Plus habitué à travailler à la formation des joueurs, Philippe Eullaffroy occupera une fonction légèrement différente cette saison, en tant qu'adjoint de Marco Schällibaum.

Mis à jour le 22 janv. 2013
Pascal Milano LA PRESSE

Ce changement de catégorie d'âge est toutefois loin d'être un saut vers l'inconnu pour Eullaffroy. «J'ai déjà été dans le développement de joueurs qui étaient à la porte du milieu professionnel, ce qui fait qu'il n'y pas a une énorme différence dans la préparation ou la planification.

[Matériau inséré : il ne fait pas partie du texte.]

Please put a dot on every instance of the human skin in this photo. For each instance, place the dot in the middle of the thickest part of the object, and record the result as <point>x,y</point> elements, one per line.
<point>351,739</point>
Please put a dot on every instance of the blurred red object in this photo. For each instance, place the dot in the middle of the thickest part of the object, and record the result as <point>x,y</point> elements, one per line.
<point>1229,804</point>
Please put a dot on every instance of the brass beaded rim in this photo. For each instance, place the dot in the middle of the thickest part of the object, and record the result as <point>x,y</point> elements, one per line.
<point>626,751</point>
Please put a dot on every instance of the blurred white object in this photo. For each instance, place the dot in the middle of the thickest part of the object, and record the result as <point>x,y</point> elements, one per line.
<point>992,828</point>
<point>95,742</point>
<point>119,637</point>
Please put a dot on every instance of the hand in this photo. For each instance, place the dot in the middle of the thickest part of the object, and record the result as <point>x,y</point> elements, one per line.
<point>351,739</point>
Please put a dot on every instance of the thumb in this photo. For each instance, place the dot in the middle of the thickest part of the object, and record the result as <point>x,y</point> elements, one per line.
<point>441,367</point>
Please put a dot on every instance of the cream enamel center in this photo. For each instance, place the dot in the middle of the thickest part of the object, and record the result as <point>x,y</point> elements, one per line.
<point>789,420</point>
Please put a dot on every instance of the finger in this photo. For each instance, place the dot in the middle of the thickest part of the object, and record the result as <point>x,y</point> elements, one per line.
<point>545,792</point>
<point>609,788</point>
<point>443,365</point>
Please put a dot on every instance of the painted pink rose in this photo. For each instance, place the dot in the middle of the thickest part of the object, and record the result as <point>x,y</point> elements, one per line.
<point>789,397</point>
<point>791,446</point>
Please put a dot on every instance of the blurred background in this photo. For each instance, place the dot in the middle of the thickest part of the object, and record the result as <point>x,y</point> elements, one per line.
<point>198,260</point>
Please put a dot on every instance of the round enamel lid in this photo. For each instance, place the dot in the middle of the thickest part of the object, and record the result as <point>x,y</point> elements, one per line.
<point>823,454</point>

Seule l'urgence des résultats change», explique-t-il au bout du fil.

Eullaffroy prend ainsi la succession de Mauro Biello qui, l'an dernier, effectuait l'intermédiaire entre l'Académie et le groupe professionnel. Pour la deuxième année dans la MLS et afin de renforcer l'idée d'une philosophie de jeu toute montréalaise, l'Impact s'est plutôt tourné vers l'actuel directeur de l'Académie du club. En contrepartie, l'ex-entraîneur au sein des centres de formation de Reims et de Troyes ne sera plus à la barre de l'équipe des moins de 21 ans.

«Ils sont laissés entre de bonnes mains et je peux aussi les suivre du balcon des pros. Cela fait un pincement au coeur de laisser des joueurs avec qui on a vécu beaucoup de choses. Mais ce n'est pas un départ définitif, seule la fréquence des visites sera un peu plus limitée», indique-t-il.

À quelques jours du début du camp d'entraînement, Eullaffroy a profité du séjour en Floride - dans le cadre du camp d'évaluation en vue du repêchage de la MLS - pour mieux cerner les valeurs humaines et sportives de Schällibaum. Il assure que les premiers contacts ont été extrêmement positifs. «C'est valorisant de voir qu'il nous fait déjà confiance. Les bases de la saison 2013 sont déjà en train de se mettre place puisque nous avons eu le temps de discuter de la pédagogie à mettre en place lors des premiers entraînements.»

Les joueurs pourront voir la griffe «Schällibaum» dès les premiers entraînements, ajoute-t-il, avec un accent mis sur le jeu au sol et une projection rapide vers l'avant. Ainsi, le Suisse ne prend pas à contre-pied sa réputation d'entraîneur offensif.

«Il parle beaucoup de possession du ballon, de ce qu'il faut faire dès la récupération du ballon et d'aller rapidement vers l'avant.»